On the other hand, the play was written during the time of the McCarthy trials, and so it speaks the events of the Second Red Scare in the 1940s and 1950s. Of course, “witch hunts” continue to this day, so the play is quite relevant to contemporary society and culture. For a classroom with any teenage girls in it, the play also speaks to the ways that girls who talk out or gain power beyond what society has deemed appropriate for them are often called “sluts” or taken down in other ways. For all these reasons and many more, I have found great success teaching this play to my high school classes.

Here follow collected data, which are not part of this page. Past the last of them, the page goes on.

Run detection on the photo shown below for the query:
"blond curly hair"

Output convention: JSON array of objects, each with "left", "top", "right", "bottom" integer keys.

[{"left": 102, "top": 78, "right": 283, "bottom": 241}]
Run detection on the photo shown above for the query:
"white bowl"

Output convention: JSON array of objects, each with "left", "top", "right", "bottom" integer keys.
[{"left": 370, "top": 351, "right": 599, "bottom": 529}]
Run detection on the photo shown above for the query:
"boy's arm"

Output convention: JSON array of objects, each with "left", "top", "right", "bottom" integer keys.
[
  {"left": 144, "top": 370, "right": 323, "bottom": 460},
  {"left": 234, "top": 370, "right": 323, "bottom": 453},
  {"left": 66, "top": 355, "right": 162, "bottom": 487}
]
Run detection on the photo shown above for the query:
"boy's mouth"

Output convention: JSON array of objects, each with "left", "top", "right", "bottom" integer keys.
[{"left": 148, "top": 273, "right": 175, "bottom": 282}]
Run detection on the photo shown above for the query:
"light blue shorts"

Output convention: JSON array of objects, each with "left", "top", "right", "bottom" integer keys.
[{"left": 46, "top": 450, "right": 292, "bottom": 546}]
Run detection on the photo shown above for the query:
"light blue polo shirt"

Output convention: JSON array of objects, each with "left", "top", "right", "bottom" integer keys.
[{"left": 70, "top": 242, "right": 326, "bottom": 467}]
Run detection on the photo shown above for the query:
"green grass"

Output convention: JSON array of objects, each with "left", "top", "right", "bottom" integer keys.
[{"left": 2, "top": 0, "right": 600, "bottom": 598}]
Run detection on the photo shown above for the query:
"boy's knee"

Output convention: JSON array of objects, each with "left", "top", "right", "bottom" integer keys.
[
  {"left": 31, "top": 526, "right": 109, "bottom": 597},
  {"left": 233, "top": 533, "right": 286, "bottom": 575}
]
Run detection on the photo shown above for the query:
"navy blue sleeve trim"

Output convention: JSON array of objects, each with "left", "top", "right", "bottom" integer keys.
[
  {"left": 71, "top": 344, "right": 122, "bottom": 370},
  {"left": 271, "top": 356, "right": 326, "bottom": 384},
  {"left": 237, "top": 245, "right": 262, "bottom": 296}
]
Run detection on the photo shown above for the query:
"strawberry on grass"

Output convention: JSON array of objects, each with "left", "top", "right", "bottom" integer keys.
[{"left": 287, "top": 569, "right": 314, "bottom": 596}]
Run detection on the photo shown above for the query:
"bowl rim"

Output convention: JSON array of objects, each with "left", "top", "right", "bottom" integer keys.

These questions were designed for average classes. I have taught The Crucible to students who don’t like reading, don’t like literature, and don’t have much experience acting—and by teaching it the way that I outline here, my students and I really enjoyed the experience. If you are teaching to more advanced classes, they will be able to work through the questions faster and more independently, but they will still benefit from the kind of close attention to detail that these questions require.
Table of Contents
Overview and Suggested Process
How to do Interactive Notebooks
A Hangin’ Error: Questions and Answer Key on Part One of Act One
A Divided Empire: Questions and Answer Key on Part Two of Act One
Hysterically and With Great Grief: Questions and Answer Key, Part Three of Act One
Quiz on Act One with Answer Key
Little Crazy Children: Questions and Answer Key on Act Two
Quiz and Answer Key on Act Two
What No One Has Ever Seen: Questions and Answer Key on Part One of Act Three
Them That Quail: Questions and Answer Key on Part Two of Act Three
His Goodness Now: Questions and Answer Key on Act Four
Test with Answer Key
All of the answer keys quote the important passages, so there is no guessing on the part of the teacher as to which parts of the text are most important. When you discuss the questions with your classes, you can point them to the sections to make sure that they are engaging with the text and working to interpret the sometimes challenging language.
In all, there is enough here for seven days of reading, analysis, discussion, and writing on Arthur Miller’s powerful play. There are no lectures or power points here—students will do the work themselves, with guidance from their teacher. Rather than telling them what the play means, you will be empowering them with the confidence and skills to tackle a challenging pieces on their own.